Thoughts on using new vs reconditioned compressors? Both show 1 year warranty…

New is always better if someone is having to pay labor and so on. A DIYer may very well use a reconditioned compressor with no problems at all but I’ve gotten several remans that were on shaky ground and usually had to come right back off.

As to static pressures, I’m referring to a non-running, non-operative A/C. It takes a few minutes before the high and low sides equalize in pressure; meaning the same reading on both.
Just my experience, but with a no cooling complaint, simply connecting the gauges can tell a lot. If both high and low sides have stabilized and the pressure is around 100 PSI on both sides that tells me the system may be a bit low on refrigerant.
If it shows 50, 60, or what have you, then that usually means it’s very low.
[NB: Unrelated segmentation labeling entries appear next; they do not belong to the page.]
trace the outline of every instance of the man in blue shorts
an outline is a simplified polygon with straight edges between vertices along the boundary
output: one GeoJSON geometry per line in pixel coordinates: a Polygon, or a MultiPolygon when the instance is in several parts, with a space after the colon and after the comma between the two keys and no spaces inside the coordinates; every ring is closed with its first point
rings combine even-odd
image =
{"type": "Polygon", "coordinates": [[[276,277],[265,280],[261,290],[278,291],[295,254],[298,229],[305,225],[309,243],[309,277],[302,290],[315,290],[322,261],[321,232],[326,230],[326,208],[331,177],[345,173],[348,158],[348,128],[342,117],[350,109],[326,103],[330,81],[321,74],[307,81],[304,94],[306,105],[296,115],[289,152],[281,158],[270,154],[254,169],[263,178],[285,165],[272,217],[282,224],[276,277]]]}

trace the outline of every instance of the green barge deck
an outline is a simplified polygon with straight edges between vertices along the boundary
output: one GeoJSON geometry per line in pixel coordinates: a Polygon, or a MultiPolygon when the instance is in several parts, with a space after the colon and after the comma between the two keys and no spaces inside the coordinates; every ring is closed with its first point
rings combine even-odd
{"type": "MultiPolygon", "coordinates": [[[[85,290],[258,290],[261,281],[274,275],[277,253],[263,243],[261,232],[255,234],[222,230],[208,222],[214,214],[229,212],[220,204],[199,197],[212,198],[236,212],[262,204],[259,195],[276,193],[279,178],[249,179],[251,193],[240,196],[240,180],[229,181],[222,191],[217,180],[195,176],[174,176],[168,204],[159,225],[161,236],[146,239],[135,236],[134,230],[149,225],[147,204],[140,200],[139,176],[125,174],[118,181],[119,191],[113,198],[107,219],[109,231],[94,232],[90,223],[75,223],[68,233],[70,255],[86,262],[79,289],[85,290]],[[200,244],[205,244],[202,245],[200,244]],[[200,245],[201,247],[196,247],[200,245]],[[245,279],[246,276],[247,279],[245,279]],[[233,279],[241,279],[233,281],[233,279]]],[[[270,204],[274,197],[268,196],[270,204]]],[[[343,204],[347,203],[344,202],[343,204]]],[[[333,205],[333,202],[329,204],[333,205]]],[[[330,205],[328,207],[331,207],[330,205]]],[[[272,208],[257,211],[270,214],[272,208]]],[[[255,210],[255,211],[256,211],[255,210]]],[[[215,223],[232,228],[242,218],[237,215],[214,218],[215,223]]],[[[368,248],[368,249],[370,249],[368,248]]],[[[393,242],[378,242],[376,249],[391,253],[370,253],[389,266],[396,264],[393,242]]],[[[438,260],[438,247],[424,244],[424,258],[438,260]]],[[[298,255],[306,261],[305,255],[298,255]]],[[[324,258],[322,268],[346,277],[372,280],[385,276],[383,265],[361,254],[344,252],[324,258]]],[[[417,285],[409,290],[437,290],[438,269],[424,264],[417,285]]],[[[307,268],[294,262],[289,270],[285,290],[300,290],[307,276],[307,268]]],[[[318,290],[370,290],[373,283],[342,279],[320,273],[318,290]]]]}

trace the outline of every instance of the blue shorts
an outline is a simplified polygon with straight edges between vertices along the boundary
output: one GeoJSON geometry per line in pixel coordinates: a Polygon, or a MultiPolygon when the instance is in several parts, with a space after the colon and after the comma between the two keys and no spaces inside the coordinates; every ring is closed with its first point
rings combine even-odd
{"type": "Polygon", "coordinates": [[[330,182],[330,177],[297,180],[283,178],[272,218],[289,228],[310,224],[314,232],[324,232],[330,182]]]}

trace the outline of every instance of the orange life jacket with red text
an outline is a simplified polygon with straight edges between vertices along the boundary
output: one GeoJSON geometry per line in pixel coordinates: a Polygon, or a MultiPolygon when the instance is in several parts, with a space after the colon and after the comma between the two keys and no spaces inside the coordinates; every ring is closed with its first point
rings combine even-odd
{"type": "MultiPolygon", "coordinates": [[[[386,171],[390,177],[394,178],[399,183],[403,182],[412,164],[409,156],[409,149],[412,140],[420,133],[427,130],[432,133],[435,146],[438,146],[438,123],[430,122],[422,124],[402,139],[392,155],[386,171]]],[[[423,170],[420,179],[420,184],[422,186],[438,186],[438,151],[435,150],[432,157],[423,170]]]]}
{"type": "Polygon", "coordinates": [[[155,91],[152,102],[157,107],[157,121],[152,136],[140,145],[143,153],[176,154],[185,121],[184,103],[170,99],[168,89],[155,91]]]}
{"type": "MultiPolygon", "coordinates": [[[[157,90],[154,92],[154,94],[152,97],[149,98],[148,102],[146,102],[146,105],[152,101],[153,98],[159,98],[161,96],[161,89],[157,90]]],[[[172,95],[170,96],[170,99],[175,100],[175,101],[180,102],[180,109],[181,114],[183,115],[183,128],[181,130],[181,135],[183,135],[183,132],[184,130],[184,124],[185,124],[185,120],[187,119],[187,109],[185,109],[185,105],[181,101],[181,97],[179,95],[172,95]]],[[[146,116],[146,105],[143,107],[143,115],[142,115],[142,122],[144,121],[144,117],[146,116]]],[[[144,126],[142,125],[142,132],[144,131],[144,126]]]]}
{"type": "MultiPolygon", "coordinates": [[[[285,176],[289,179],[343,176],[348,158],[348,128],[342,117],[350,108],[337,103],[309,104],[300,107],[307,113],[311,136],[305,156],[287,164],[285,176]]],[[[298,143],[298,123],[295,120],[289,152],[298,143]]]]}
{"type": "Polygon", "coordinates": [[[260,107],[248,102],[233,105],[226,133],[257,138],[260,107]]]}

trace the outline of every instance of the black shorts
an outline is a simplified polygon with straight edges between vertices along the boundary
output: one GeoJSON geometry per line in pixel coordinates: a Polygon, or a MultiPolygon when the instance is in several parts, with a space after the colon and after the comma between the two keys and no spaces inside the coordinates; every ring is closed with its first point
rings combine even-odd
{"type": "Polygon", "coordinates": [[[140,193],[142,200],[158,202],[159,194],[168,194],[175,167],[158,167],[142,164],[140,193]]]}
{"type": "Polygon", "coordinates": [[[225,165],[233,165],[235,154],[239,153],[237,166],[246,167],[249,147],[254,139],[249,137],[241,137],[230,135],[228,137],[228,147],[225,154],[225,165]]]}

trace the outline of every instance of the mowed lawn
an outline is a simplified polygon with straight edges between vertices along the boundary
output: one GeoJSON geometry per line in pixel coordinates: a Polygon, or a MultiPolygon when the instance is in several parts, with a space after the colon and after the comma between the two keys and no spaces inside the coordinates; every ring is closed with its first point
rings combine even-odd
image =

It’s entirely possible that you do not need a compressor and due to the unknowns this is still a bit fuzzy to me but the condenser thing still doesn’t make sense.

"Thoughts on using new vs reconditioned compressors?"
Huh?
You already corrected a couple of posters when they assumed that the problem was the compressor, rather than the condenser.

In fact, this is what you told us previously:
“the shop corrected me when I asked if it was the compressor and told me no…it was the condenser.”

While I agree that it is EXTREMELY unlikely that this is a condenser problem and that the compressor is probably the culprit, your contradictory posts have me very confused.

Did another shop state that the compressor is the problem?